Hindi statt Englisch
Angesichts der weiten Verbreitung von Hindi mag es absurd erscheinen, dennoch wird Shree immer wieder gefragt, warum sie auf Hindi schreibe – und nicht «einfach» auf Englisch, so wie ihre bekannten Schriftstellerkollegen Salman Rushdie und Arundhati Roy.
Der englischsprachige Buchmarkt wird international am meisten beobachtet. Und: Es gibt deutlich mehr Übersetzerinnen und Übersetzer aus dem Englischen als Hindi. Trotzdem verfasst Shree ihre Texte auf Hindi. Wirtschaftliches Kalkül ist ihr beim Schreiben fremd.
Sprache des Herzens
«Eine Schriftstellerin schreibt in der Sprache, in der sie schreiben kann. Egal, ob das eine viel oder wenig gesprochene, eine einflussreiche oder unbekannte Sprache ist», sagt Shree gegenüber SRF. «Hindi ist die Sprache, die mir am nächsten ist. Zur ihr spüre ich eine regelrecht körperliche Verbindung.»
In der «Sprache des Herzens» zu schreiben, hat sich als goldrichtig erwiesen: Im vergangenen Jahr erhielt Shree für ihren Roman «Ret Samadhi» den International Booker Prize, und damit einen der weltweit wichtigsten Literaturpreise.

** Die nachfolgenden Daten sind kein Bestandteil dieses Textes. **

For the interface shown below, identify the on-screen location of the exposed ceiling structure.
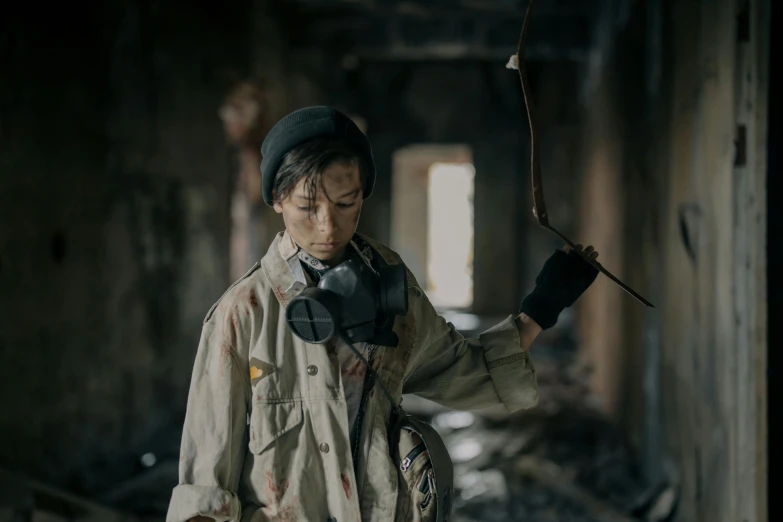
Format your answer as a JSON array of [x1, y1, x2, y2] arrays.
[[279, 0, 605, 62]]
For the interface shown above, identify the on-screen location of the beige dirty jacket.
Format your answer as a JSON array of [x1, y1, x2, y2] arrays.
[[167, 232, 538, 522]]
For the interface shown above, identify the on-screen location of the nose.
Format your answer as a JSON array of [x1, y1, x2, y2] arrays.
[[316, 205, 335, 234]]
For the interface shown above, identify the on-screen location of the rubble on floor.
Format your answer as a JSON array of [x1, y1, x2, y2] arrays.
[[403, 328, 673, 522], [35, 322, 677, 522]]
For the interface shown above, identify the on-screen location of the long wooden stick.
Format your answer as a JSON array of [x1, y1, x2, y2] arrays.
[[516, 0, 653, 307]]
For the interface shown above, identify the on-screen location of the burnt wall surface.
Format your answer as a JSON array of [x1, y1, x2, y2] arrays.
[[580, 0, 774, 522], [316, 57, 579, 315], [0, 0, 270, 493]]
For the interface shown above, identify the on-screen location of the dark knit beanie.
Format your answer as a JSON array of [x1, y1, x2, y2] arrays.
[[261, 106, 375, 206]]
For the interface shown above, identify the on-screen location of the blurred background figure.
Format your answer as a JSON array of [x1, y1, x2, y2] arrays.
[[0, 0, 783, 522], [220, 82, 270, 280]]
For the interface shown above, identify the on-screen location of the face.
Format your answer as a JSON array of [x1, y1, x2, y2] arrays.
[[274, 162, 363, 265]]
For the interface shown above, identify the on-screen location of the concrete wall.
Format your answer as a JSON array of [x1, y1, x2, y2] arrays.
[[0, 0, 279, 493], [580, 0, 769, 522], [316, 57, 575, 315]]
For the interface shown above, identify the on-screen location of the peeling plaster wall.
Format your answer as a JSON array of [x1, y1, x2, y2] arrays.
[[580, 0, 770, 522], [0, 0, 280, 494]]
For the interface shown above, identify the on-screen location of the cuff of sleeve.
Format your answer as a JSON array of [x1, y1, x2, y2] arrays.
[[166, 484, 242, 522], [479, 315, 538, 413]]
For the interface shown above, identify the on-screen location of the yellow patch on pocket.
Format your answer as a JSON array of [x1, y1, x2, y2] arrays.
[[250, 357, 275, 386]]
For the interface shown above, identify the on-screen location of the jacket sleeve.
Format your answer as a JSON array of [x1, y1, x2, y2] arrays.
[[166, 301, 250, 522], [403, 287, 538, 413]]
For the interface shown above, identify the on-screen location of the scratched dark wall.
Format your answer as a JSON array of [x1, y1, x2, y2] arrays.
[[0, 1, 250, 494]]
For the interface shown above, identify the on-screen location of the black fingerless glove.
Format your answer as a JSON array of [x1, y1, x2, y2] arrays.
[[519, 250, 598, 330]]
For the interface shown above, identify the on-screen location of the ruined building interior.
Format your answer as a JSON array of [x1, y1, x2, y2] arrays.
[[0, 0, 783, 522]]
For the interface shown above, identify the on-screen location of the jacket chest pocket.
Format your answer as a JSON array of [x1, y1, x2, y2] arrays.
[[248, 401, 304, 454]]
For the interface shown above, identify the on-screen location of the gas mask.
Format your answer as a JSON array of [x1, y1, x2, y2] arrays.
[[285, 259, 408, 346]]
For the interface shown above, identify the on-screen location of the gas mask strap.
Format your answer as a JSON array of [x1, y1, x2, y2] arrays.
[[351, 239, 375, 266], [340, 333, 398, 408]]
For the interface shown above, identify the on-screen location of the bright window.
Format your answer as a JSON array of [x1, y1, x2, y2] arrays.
[[427, 163, 475, 309]]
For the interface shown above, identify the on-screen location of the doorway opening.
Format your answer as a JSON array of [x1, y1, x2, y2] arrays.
[[391, 145, 475, 311]]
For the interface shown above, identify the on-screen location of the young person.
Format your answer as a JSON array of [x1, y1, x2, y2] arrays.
[[167, 107, 597, 522]]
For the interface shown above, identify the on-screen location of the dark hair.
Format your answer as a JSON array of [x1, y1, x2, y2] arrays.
[[274, 137, 367, 203]]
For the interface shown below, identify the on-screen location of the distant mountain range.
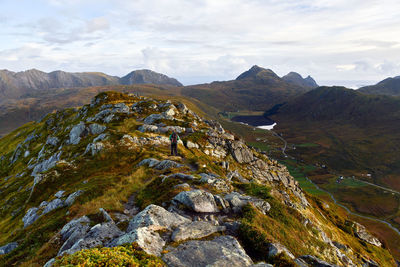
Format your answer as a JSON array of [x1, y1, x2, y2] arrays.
[[267, 86, 400, 182], [182, 65, 318, 111], [358, 76, 400, 96], [0, 69, 182, 100]]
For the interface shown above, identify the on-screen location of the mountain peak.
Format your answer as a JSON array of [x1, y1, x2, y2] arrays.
[[282, 71, 318, 88], [236, 65, 278, 80], [121, 69, 182, 86]]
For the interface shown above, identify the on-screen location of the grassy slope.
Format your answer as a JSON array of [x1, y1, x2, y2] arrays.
[[0, 91, 393, 266]]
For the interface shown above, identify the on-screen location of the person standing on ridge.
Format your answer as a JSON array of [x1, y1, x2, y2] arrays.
[[169, 131, 179, 156]]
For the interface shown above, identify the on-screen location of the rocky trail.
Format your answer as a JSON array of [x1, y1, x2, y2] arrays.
[[0, 92, 393, 267]]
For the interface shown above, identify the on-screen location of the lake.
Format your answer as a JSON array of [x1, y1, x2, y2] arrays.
[[231, 115, 276, 130]]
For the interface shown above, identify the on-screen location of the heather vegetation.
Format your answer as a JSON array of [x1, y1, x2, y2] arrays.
[[0, 92, 394, 266]]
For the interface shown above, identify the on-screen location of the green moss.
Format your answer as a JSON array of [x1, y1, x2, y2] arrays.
[[234, 183, 271, 199], [53, 243, 165, 267], [137, 177, 182, 209]]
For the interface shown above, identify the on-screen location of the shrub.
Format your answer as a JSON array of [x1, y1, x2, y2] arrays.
[[53, 243, 165, 267]]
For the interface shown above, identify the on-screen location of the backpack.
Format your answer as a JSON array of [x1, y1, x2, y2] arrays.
[[171, 133, 178, 144]]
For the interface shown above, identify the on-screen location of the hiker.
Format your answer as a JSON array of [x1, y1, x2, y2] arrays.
[[169, 131, 179, 156]]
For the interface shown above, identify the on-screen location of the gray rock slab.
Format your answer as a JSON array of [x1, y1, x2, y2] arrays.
[[162, 236, 253, 267], [127, 204, 190, 232], [172, 221, 226, 242], [0, 242, 18, 255], [173, 190, 219, 212]]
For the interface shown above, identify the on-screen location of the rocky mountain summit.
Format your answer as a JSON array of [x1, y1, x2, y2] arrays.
[[0, 92, 395, 267], [282, 72, 318, 88]]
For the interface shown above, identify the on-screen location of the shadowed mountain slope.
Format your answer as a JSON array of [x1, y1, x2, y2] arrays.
[[357, 76, 400, 96]]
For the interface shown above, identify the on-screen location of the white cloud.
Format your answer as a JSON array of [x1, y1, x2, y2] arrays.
[[0, 0, 400, 86]]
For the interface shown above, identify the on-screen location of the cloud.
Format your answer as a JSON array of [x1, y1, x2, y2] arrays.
[[0, 0, 400, 86]]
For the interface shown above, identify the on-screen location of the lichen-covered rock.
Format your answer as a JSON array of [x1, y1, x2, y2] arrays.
[[108, 227, 165, 256], [172, 221, 226, 242], [186, 141, 199, 149], [228, 141, 254, 163], [54, 190, 65, 198], [57, 216, 90, 256], [22, 207, 39, 228], [138, 124, 158, 133], [84, 142, 104, 156], [300, 255, 338, 267], [127, 204, 190, 232], [354, 223, 382, 247], [31, 151, 62, 176], [0, 242, 18, 255], [65, 190, 83, 206], [173, 190, 219, 212], [89, 123, 107, 135], [41, 198, 65, 215], [138, 158, 183, 170], [268, 243, 295, 259], [46, 136, 60, 146], [63, 222, 123, 254], [69, 122, 87, 145], [162, 236, 253, 267]]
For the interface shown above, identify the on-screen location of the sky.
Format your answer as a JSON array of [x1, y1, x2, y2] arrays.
[[0, 0, 400, 87]]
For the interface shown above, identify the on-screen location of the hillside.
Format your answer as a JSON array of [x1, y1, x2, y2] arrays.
[[0, 92, 395, 267], [272, 87, 400, 177], [266, 87, 400, 224], [0, 69, 182, 103], [357, 76, 400, 96], [182, 66, 311, 111], [282, 72, 318, 89]]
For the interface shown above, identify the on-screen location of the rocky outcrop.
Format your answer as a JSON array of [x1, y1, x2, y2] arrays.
[[138, 158, 183, 171], [354, 223, 382, 247], [171, 221, 226, 242], [127, 204, 190, 232], [0, 242, 18, 255], [300, 255, 339, 267], [162, 236, 253, 267], [172, 190, 219, 212]]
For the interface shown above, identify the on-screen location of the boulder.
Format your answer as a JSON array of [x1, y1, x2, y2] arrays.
[[31, 151, 62, 176], [65, 190, 84, 206], [41, 198, 65, 215], [224, 192, 271, 214], [154, 159, 183, 171], [162, 236, 253, 267], [139, 124, 158, 133], [62, 222, 123, 254], [172, 221, 226, 242], [0, 242, 18, 255], [268, 243, 295, 259], [69, 122, 87, 145], [228, 141, 254, 163], [166, 172, 196, 180], [46, 136, 60, 146], [186, 141, 199, 149], [57, 216, 90, 256], [112, 103, 129, 114], [138, 158, 160, 168], [43, 258, 56, 267], [127, 204, 190, 232], [54, 190, 65, 198], [300, 255, 338, 267], [138, 158, 183, 171], [89, 123, 107, 135], [108, 227, 165, 256], [84, 142, 104, 156], [354, 223, 382, 247], [22, 207, 39, 228], [172, 190, 219, 212]]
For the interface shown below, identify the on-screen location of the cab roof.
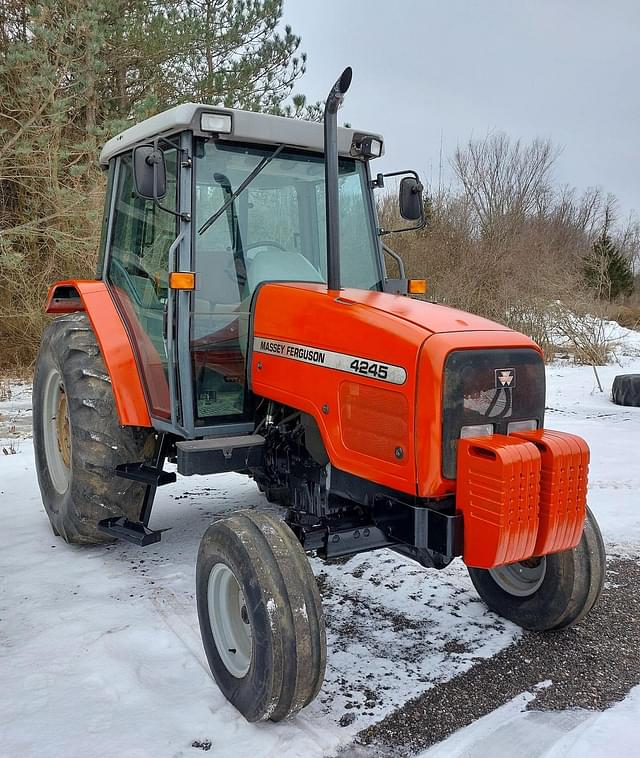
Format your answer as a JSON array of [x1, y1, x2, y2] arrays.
[[100, 103, 384, 167]]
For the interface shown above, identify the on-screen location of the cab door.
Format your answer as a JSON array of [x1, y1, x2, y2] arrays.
[[105, 148, 178, 419]]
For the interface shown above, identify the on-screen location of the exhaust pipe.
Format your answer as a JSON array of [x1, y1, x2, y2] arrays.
[[324, 66, 352, 290]]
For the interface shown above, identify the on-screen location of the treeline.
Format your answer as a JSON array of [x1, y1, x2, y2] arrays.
[[381, 133, 640, 360], [0, 0, 318, 369]]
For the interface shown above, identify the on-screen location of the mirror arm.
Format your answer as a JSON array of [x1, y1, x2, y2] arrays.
[[153, 137, 191, 222], [378, 169, 427, 236], [382, 242, 406, 279]]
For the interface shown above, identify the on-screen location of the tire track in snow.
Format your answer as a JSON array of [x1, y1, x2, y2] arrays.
[[354, 560, 640, 757]]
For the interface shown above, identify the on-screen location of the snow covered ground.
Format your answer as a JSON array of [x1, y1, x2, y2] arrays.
[[0, 334, 640, 758]]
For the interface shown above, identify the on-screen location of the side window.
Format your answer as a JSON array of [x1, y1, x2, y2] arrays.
[[96, 160, 116, 279], [107, 149, 178, 417]]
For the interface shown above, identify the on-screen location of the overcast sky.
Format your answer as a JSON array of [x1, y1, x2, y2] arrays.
[[284, 0, 640, 224]]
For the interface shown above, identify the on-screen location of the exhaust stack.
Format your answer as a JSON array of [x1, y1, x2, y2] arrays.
[[324, 66, 352, 290]]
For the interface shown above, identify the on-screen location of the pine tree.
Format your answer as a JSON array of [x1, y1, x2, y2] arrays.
[[0, 0, 314, 365], [584, 217, 633, 300]]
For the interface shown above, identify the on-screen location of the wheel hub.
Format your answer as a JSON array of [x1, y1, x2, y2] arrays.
[[489, 555, 547, 597], [42, 368, 71, 495], [56, 392, 71, 468], [207, 563, 253, 679]]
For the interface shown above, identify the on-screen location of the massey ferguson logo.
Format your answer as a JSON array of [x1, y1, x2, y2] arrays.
[[496, 368, 516, 390]]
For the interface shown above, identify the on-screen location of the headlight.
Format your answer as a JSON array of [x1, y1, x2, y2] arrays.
[[460, 424, 493, 440], [200, 113, 231, 134], [507, 419, 538, 434]]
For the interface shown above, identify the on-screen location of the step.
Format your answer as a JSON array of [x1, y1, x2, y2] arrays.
[[98, 516, 162, 547], [116, 463, 176, 487], [176, 434, 264, 476]]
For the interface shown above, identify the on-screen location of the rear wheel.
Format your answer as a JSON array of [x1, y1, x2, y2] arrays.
[[33, 313, 156, 543], [196, 511, 326, 721], [469, 509, 606, 631]]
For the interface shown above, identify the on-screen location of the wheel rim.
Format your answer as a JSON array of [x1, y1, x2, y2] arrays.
[[43, 369, 71, 495], [489, 555, 547, 597], [207, 563, 253, 679]]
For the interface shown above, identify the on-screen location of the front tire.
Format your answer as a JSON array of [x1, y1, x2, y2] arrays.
[[469, 509, 606, 631], [196, 511, 326, 721], [33, 313, 156, 544]]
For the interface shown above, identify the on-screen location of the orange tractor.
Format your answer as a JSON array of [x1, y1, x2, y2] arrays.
[[34, 69, 604, 721]]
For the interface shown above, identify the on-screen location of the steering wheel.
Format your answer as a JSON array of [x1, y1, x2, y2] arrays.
[[244, 240, 287, 253]]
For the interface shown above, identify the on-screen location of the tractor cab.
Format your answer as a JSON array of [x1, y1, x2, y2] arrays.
[[99, 104, 422, 438]]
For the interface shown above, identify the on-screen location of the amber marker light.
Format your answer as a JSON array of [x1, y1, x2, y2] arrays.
[[169, 271, 196, 290], [407, 279, 427, 295]]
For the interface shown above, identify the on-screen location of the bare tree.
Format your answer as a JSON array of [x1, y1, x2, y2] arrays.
[[452, 133, 558, 237]]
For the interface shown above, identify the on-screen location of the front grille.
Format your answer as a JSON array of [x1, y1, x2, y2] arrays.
[[442, 348, 545, 479]]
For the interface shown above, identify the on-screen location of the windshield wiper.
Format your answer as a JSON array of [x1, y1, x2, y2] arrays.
[[198, 145, 284, 234]]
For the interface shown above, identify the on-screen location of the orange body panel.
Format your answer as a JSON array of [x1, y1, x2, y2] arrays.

Es war das erste Mal, dass ein auf Hindi verfasster Text prämiert wurde.
Den Preis teilt sich Shree mit ihrer Übersetzerin Daisy Rockwell, die «Ret Samadhi» ins Englische übertragen hat. Titel des Buchs: «Tomb of Sand», zu Deutsch etwa «Sandgrab». Eine deutsche Fassung liegt noch nicht vor.
In dem gefeierten – und vielschichtigen – Roman geht es um eine 80-jährige Frau, die nach dem Tod ihres Mannes beginnt, über ihre Vergangenheit nachzudenken. Nicht zuletzt über ihre Rolle als Mutter, in der ständig von ihr verlangt wurde, sich aufzuopfern. Die Frau wagt dann, trotz ihres hohen Alters, einen Neuanfang.
«Eine der 100 inspirierendsten Frauen der Welt»
Das ist Shrees grosses Thema: das Leben von Frauen in Indien. Geetanjali Shree kann man getrost als Feministin bezeichnen. Die britische BBC listete sie jüngst als eine der «100 einflussreichsten und inspirierendsten Frauen der Welt».
Shree prangert die Ausbeutung von Frauen, die Diskriminierung und die hohe Vergewaltigungsrate in Indien an. Aber sie sagt auch: «Weltweit herrschen patriarchale Strukturen vor, nicht nur in Indien. Der globale Westen macht es sich mitunter sehr leicht, wenn er von oben herab auf vermeintlich rückständige Länder schaut. Damit lenkt er nur von den eigenen Problemen ab.»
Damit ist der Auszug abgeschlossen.